Terugkeer van de afwezige
Toen die zondagochtend een maand geleden de wind aantrok, stevig aan touwen plukte en boomtakken rukte, wisten we het zeker: dat was hem, hij liet ons met geraas achter. Sindsdien was hij er alleen als ik doelbewust aan hem dacht, als er geen werk, geen taak, geen andere bezigheid was; geen leven als afleiding van de dood. Maar ineens was hij er gisteravond weer, de grote afwezige. Ik kon niet meer verder lezen en keek op van de bladzijden van de wereld waarin ik ondergedompeld was (Haruki Murakami, 1q84).

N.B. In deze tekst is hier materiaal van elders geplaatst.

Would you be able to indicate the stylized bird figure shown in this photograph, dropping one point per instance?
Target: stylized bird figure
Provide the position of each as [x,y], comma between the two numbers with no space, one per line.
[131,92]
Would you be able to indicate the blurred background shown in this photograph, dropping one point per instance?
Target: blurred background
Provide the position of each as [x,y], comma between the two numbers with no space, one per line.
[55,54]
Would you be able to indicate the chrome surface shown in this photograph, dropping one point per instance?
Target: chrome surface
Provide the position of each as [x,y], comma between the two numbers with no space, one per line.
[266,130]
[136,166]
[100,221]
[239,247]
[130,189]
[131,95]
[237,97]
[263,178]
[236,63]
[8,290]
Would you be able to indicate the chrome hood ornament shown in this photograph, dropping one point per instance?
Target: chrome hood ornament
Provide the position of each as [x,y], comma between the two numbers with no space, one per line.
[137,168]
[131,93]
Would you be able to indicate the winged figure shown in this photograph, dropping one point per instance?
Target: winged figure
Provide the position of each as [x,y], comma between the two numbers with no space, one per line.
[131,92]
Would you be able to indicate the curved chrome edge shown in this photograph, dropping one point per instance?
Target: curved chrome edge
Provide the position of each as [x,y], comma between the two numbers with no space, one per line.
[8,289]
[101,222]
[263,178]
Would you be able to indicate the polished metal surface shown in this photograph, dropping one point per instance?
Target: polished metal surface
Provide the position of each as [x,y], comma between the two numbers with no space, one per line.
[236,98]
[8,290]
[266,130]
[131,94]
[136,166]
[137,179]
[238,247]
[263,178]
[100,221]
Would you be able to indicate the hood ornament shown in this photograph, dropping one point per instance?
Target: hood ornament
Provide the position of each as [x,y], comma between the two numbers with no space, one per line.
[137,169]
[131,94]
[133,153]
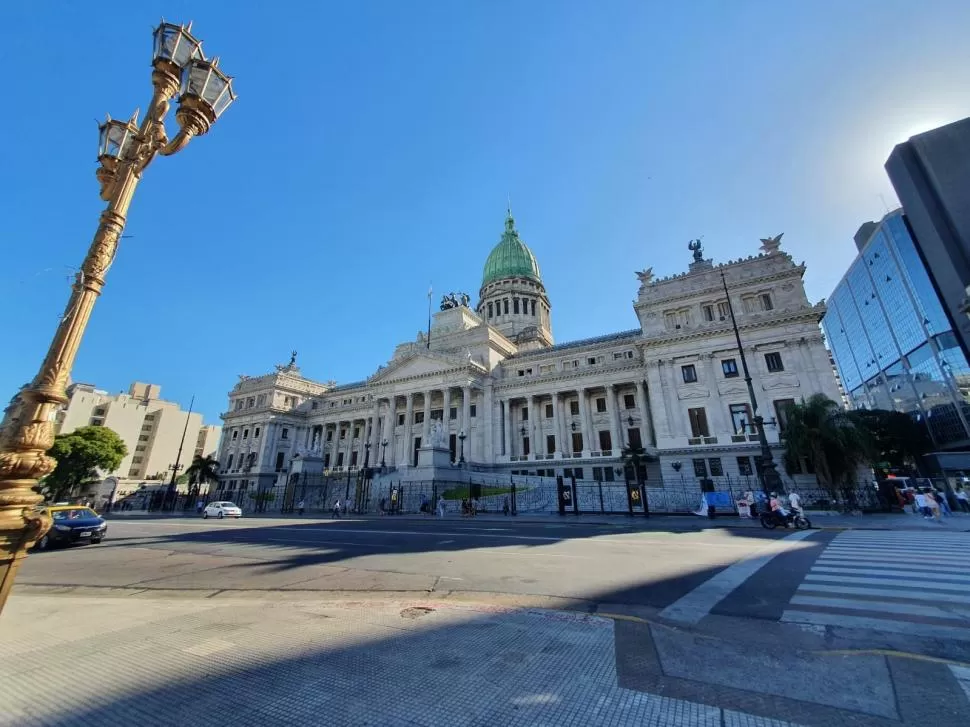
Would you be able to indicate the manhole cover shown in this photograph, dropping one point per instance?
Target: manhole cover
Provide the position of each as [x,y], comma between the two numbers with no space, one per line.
[416,612]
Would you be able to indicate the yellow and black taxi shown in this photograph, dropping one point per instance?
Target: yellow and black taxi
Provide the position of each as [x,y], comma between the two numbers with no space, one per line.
[72,524]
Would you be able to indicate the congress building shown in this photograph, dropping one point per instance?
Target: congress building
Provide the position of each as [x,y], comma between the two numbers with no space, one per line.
[491,392]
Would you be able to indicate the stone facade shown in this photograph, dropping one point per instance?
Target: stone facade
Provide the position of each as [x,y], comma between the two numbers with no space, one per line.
[674,386]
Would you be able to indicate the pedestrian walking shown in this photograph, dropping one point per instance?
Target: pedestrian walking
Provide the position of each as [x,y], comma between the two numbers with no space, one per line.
[962,500]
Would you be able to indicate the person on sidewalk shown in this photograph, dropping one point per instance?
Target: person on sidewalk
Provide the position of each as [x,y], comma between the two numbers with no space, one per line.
[932,505]
[962,500]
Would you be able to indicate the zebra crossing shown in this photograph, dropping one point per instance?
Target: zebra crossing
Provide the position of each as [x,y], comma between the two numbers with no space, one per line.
[904,582]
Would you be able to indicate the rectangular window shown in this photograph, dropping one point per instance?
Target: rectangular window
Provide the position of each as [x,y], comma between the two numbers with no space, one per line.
[782,409]
[740,418]
[698,422]
[633,437]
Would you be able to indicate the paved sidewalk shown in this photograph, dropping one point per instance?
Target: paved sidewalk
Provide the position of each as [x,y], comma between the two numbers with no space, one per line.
[124,661]
[132,660]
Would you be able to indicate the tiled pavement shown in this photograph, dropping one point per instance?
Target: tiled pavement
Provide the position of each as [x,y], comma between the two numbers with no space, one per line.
[135,661]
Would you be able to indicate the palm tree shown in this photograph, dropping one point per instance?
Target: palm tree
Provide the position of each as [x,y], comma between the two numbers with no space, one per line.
[822,432]
[202,470]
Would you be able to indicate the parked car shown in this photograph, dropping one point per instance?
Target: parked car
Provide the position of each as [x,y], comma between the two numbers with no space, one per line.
[221,510]
[72,524]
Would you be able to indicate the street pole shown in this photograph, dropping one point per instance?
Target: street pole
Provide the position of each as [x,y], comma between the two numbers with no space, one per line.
[770,479]
[126,149]
[178,457]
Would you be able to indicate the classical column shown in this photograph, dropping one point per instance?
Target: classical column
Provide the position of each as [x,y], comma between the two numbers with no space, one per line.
[488,451]
[584,422]
[446,413]
[466,420]
[557,422]
[616,440]
[426,425]
[406,455]
[647,436]
[719,423]
[506,427]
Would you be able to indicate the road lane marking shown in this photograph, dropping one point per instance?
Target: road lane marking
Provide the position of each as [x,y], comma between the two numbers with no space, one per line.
[696,604]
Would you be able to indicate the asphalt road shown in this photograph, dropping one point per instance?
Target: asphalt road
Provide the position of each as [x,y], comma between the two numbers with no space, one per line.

In dat boek reist een zoon naar zijn vader, die permanent in slaap, op sterven ligt. De zoon vraagt zich af wat zijn vader nog hoort, nog begrijpt van wat hij aan hem voorleest. Ik keek de kamer door, staarde in het duistere vlak van het raam dat op de tuin uitgeeft en zag hem voor me, vluchtig tastbaar van zijn laatste baardstoppels tot zijn verslapen, lieve blik. In mijn verbeelding, de enige plek waar de doden met zekerheid schuilgaan. Hij was er plotseling, door het lezen, dat ook verbeelden is. En nu ik over hem schrijf, kan ik weer heel even huilen.